Her third-grade class had watched “A Charlie Brown Thanksgiving” a couple of days earlier, so Charles Schulz’s running gag must have stuck with her into the weekend. But she brings up a good point. Why doesn’t Charlie Brown ever figure out Lucy will pull the football back every time?
Well, the obvious reason is Schulz was drawing a comic strip, and he wanted to elicit a little chuckle from us readers when we see the failed elaborate scheme or the unfortunate set of circumstances that would lead to Charlie missing the ball and landing in a frazzled heap.
We always knew what was coming, but, of course, Charlie Brown always thinks this will finally be the time life breaks his way. This brings up another reason to which we may not have given much consideration. We might not actually want Charlie Brown ever to kick the ball.
In a December 1999 interview on “Today” after failing health forced his retirement from the “Peanuts” comic strip, a wistful Schulz told Al Roker, “(Y)ou know, that poor kid never even got to hit the football. What a dirty trick. He never had a chance to kick the football.”
Schulz would die a few weeks later on the day before his final “Peanuts” comic strip ran in most newspapers.
Charlie Brown actually kicking the football in one of the last few printings of “Peanuts” certainly would have been a sweet and surprising moment, especially since the world already knew the comic strip was reaching its end. Maybe let Charlie Brown triumph for once in his life.
I think what prevented Shulz from traveling that route was he instinctively knew that giving Charlie Brown a victory lap at the very end would not be authentic in the little world he had created and shared with us.
In a strange way, kicking the football really would not have been fair to Charlie Brown – as a fictional character – at the end of his 50-year story arc.
We don’t connect with him because he is winsome and charming or even because he is an outcast, Rocky-esque character who defies his many doubters and outworks his opponents to become the victor.
There are examples of those characters filling both works of fiction and our real world.

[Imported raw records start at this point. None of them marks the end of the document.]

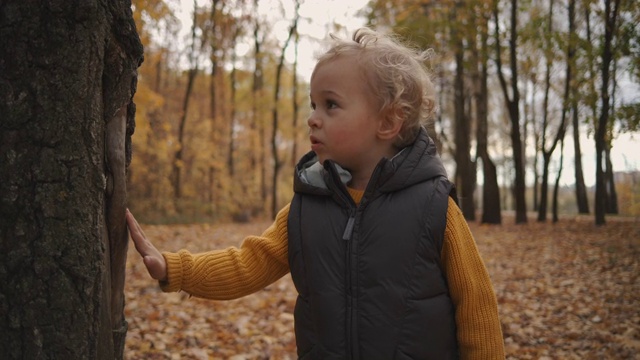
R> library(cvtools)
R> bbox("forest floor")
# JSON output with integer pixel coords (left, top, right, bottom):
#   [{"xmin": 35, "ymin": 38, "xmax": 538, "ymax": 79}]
[{"xmin": 125, "ymin": 217, "xmax": 640, "ymax": 360}]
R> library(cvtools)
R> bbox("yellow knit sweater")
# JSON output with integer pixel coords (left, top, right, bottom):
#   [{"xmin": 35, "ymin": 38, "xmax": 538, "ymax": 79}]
[{"xmin": 160, "ymin": 189, "xmax": 505, "ymax": 360}]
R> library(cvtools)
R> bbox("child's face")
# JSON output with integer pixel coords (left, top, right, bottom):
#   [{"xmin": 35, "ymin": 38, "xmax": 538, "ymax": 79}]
[{"xmin": 308, "ymin": 56, "xmax": 393, "ymax": 174}]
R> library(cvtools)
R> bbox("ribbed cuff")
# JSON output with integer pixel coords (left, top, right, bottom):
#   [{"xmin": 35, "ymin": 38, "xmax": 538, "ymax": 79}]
[{"xmin": 159, "ymin": 252, "xmax": 183, "ymax": 292}]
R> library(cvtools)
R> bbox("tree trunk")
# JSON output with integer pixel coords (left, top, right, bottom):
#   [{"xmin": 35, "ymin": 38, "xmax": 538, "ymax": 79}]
[
  {"xmin": 552, "ymin": 137, "xmax": 564, "ymax": 224},
  {"xmin": 474, "ymin": 7, "xmax": 502, "ymax": 224},
  {"xmin": 605, "ymin": 144, "xmax": 618, "ymax": 215},
  {"xmin": 453, "ymin": 32, "xmax": 475, "ymax": 221},
  {"xmin": 173, "ymin": 0, "xmax": 199, "ymax": 200},
  {"xmin": 0, "ymin": 0, "xmax": 142, "ymax": 359},
  {"xmin": 595, "ymin": 0, "xmax": 619, "ymax": 225},
  {"xmin": 573, "ymin": 100, "xmax": 589, "ymax": 214},
  {"xmin": 271, "ymin": 1, "xmax": 300, "ymax": 219},
  {"xmin": 494, "ymin": 0, "xmax": 527, "ymax": 224}
]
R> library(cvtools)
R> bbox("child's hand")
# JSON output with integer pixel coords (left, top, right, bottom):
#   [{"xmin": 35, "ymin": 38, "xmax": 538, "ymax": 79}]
[{"xmin": 126, "ymin": 209, "xmax": 167, "ymax": 281}]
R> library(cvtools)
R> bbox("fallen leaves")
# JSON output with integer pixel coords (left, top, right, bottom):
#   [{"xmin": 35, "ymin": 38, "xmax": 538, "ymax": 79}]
[{"xmin": 125, "ymin": 215, "xmax": 640, "ymax": 360}]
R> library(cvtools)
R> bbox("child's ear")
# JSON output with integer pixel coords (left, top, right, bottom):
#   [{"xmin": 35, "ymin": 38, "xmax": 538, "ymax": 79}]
[{"xmin": 378, "ymin": 106, "xmax": 403, "ymax": 140}]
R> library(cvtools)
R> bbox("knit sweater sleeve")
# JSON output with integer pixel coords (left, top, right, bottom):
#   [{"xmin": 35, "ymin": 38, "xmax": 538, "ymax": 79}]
[
  {"xmin": 442, "ymin": 198, "xmax": 505, "ymax": 360},
  {"xmin": 160, "ymin": 205, "xmax": 289, "ymax": 300}
]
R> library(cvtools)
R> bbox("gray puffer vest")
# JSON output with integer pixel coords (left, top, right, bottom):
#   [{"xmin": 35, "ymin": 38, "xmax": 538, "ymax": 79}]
[{"xmin": 288, "ymin": 129, "xmax": 458, "ymax": 360}]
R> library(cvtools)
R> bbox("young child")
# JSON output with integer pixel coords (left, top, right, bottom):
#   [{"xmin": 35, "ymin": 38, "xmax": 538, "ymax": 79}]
[{"xmin": 127, "ymin": 28, "xmax": 504, "ymax": 360}]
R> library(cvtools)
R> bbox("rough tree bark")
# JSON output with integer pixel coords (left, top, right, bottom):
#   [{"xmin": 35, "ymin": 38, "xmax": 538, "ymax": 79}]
[{"xmin": 0, "ymin": 0, "xmax": 143, "ymax": 359}]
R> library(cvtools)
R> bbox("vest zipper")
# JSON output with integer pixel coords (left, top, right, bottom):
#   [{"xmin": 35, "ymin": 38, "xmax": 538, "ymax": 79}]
[{"xmin": 342, "ymin": 210, "xmax": 356, "ymax": 241}]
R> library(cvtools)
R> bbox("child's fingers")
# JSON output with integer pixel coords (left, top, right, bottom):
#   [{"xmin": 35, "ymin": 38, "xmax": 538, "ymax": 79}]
[{"xmin": 126, "ymin": 210, "xmax": 152, "ymax": 256}]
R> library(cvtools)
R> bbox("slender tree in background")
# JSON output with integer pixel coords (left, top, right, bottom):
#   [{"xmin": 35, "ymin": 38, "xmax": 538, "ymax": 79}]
[
  {"xmin": 494, "ymin": 0, "xmax": 527, "ymax": 224},
  {"xmin": 173, "ymin": 0, "xmax": 200, "ymax": 200},
  {"xmin": 208, "ymin": 0, "xmax": 220, "ymax": 206},
  {"xmin": 291, "ymin": 28, "xmax": 300, "ymax": 169},
  {"xmin": 250, "ymin": 0, "xmax": 268, "ymax": 208},
  {"xmin": 538, "ymin": 0, "xmax": 573, "ymax": 222},
  {"xmin": 450, "ymin": 1, "xmax": 476, "ymax": 221},
  {"xmin": 271, "ymin": 1, "xmax": 300, "ymax": 218},
  {"xmin": 471, "ymin": 2, "xmax": 502, "ymax": 224},
  {"xmin": 0, "ymin": 0, "xmax": 143, "ymax": 359},
  {"xmin": 595, "ymin": 0, "xmax": 620, "ymax": 225}
]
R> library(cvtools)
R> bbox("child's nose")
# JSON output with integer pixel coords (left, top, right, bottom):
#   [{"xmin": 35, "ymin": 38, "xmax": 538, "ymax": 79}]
[{"xmin": 307, "ymin": 111, "xmax": 320, "ymax": 128}]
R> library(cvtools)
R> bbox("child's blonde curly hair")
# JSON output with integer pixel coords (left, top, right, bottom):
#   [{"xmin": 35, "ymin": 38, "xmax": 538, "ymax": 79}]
[{"xmin": 316, "ymin": 28, "xmax": 436, "ymax": 148}]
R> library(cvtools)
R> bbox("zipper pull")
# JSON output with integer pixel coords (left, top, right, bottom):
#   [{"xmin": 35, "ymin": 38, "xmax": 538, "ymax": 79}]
[{"xmin": 342, "ymin": 215, "xmax": 356, "ymax": 241}]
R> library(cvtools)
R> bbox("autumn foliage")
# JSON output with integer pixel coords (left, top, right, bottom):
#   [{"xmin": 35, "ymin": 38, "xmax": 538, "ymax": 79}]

Charlie Brown is different, and that is what gives him his je ne sais quoi.
As a kid reading the funny papers or watching the holiday cartoon specials, Charlie Brown was not my absolute favorite character. Snoopy was always funnier, cuter and more exciting. Yet, as I got older, I realized Snoopy was the neon sign that drew you in, but Charlie Brown is what kept you invested.
I would never be in a dogfight with the Red Baron in blue skies above Belgium, but I would come to understand not quite fitting in with the world around me, the touch of melancholy life carries and, yes, even being the occasional blockhead.
None of us may be able to articulate these thoughts and feelings as a kid, but we still have a sense of them. It is only with life experience that you come to realize why Charlie Brown is the heart of this ragtag group of friends with oversized noggins.
Charlie Brown must always keep trying to kick the football and must always have the football yanked away at the last possible second because he represents all of us who share similar experiences in life from time to time.
Unlike Charlie Brown, we at least do have sporadic victories, but much like him, many of our dreams and aspirations lie just beyond our reach, and it remains unclear to us why that has to be the case.
But we never quite give up, and perhaps some of our inspiration comes from Charlie Brown. He is ultimately both courageous and an optimist. If he can hold on to hope despite all evidence to the contrary, then we can carry on through a life where unknown pain and failures await.
In “A Charlie Brown Christmas,” Linus tells Charlie Brown, “Of all the Charlie Browns in the world, you’re the Charlie Browniest.” Quite the compliment.